Note that the theme had nothing to do with me.
You may be wondering how I chose the variable ranges for Figure 2. Well, the Oxford maths department is approximately 90m away from a graveyard so the distances simply came from a matter of self preservation. The diffusion speed on the other hand was generated with the aid of my loving wife. I got her to wander randomly around, staggering like a zombie. I timed her and measured how far she had moved and, thus, calculated that her zombie diffusion rate was approximately 115m$^2$/minute. Don't worry we did the experiment three times and took an average, which ensures that this value is accurate.

Saturday, 12 December 2015

Diffusion of the dead - The maths of zombie invasions. Part 4, Simulating zombie movement.


Last time we presented the diffusion equation
\begin{equation}
\frac{\partial Z}{\partial t}(x,t)=D\frac{\partial^2 Z}{\partial x^2}(x,t).
\end{equation}
and demonstrated that it had the right properties to model zombie motion. However, stating the equation is not enough. We must add additional information to the system before we can solve the problem uniquely. Specifically, we need to define: the initial state of the system, where the boundaries of the system are, and, finally, what happens to the zombies at the boundaries.

For the boundary condition we assume that the zombies cannot move out of the region $0\leq x\leq L$. This creates theoretical boundaries which the population cannot cross; the zombies will simply bounce off these boundaries and be reflected back into the domain. Since no zombies can cross the boundaries at $x=0$ and $x=L$, the `flux of zombies' across these points is zero,
\begin{equation}
\frac{\partial Z}{\partial x}(0,t)=0=\frac{\partial Z}{\partial x}(L,t) \text{ (the zero flux boundary conditions).}
\end{equation}

For the initial condition, we assume that the zombies are all localised in one place, a graveyard for example. Thus the zombies have a density of $Z_0$ zombies/metre in the region $0\leq x \leq 1$,
\begin{equation}
Z(x,0)=\left\{\begin{array}{cc}
Z_0&\text{for }0\leq x\leq 1,\\
0&\text{for } x>1,
\end{array}
\right. \text{ (the initial condition).}
\end{equation}

The diffusion with the given initial and boundary conditions can be solved exactly and has the form,
\begin{equation}
Z(x,t)=\frac{Z_0}{L}+\sum^\infty_{n=1}\frac{2Z_0}{n\pi}\sin\left(\frac{n\pi}{L}\right) \cos\left(\frac{n\pi}{L}x\right)\exp\left({-\left( \frac{n\pi}{L} \right)^2Dt}\right).\label{Solution}
\end{equation}
Although I have made this solution magically appear from nowhere, the solution can be rigorously produced using methods called "separation of variables" and "Fourier series".
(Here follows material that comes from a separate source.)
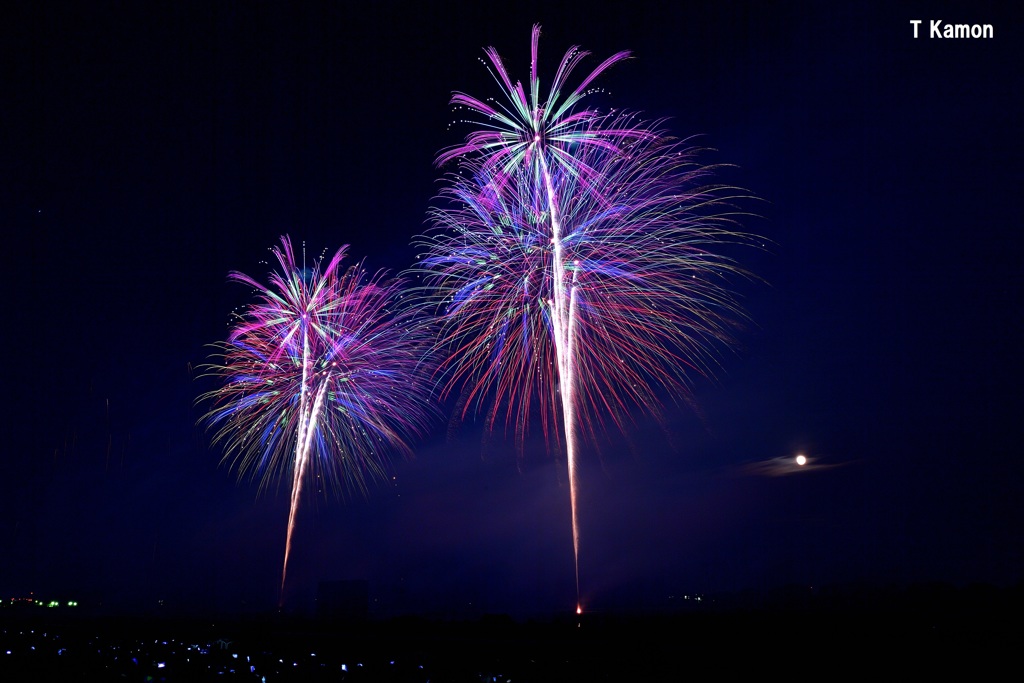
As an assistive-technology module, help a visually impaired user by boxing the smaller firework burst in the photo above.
[199,236,433,600]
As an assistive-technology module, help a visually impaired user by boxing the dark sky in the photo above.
[3,1,1021,618]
Separating the variables means that we assume space and time components of the solution are not coupled together in a complicated manner. Namely, the solution can be written as a spatial component, multiplied by a time component, which can be seen above because the space variable, $x$, only appears in the cosine function, whilst the time variable, $t$, only appears in the exponential function.

Fourier series allows us to write a function as an infinite summation of sines and cosines. Although this may seem cumbersome the Fourier series usually have very nice properties, which allow them to be manipulated with ease.

The `$\sin$' and `$\cos$' functions are those that the reader may remember from their trigonometry courses. The exponential function, `$\exp$', is one of the fundamental operators of mathematics, but for now the only property that we are going to make use of is that if $a>0$ then $\exp(-at)\rightarrow 0$ as $t\rightarrow \infty$. Using this fact we can see that as $t$ becomes large most of the right-hand side of the solution becomes very small, approximately zero. Hence, for large values of $t$, we can approximate
\begin{equation}
Z(x,t)\approx\frac{Z_0}{L}.\label{Longtime_approximation}
\end{equation}
This means that as time increases, zombies spread out evenly across the available space, with average density $Z_0/L$ everywhere.



The simulation illustrates two solutions to the diffusion equation for the zombie density. Namely, the video above compares the  analytical solution, given in equation \eqref{Solution}, with a direct numerical solution of the diffusion equation. If you stop the video right at the start, the initial condition can be seen and it shows that there is a large density of zombies between $0\leq x \leq 1$. The movie then illustrates how diffusion causes the initial peak to spread out filling the whole domain. After 500 time units the density of zombies has become uniform throughout the domain. The Matlab codes for plotting this solutions can be found below.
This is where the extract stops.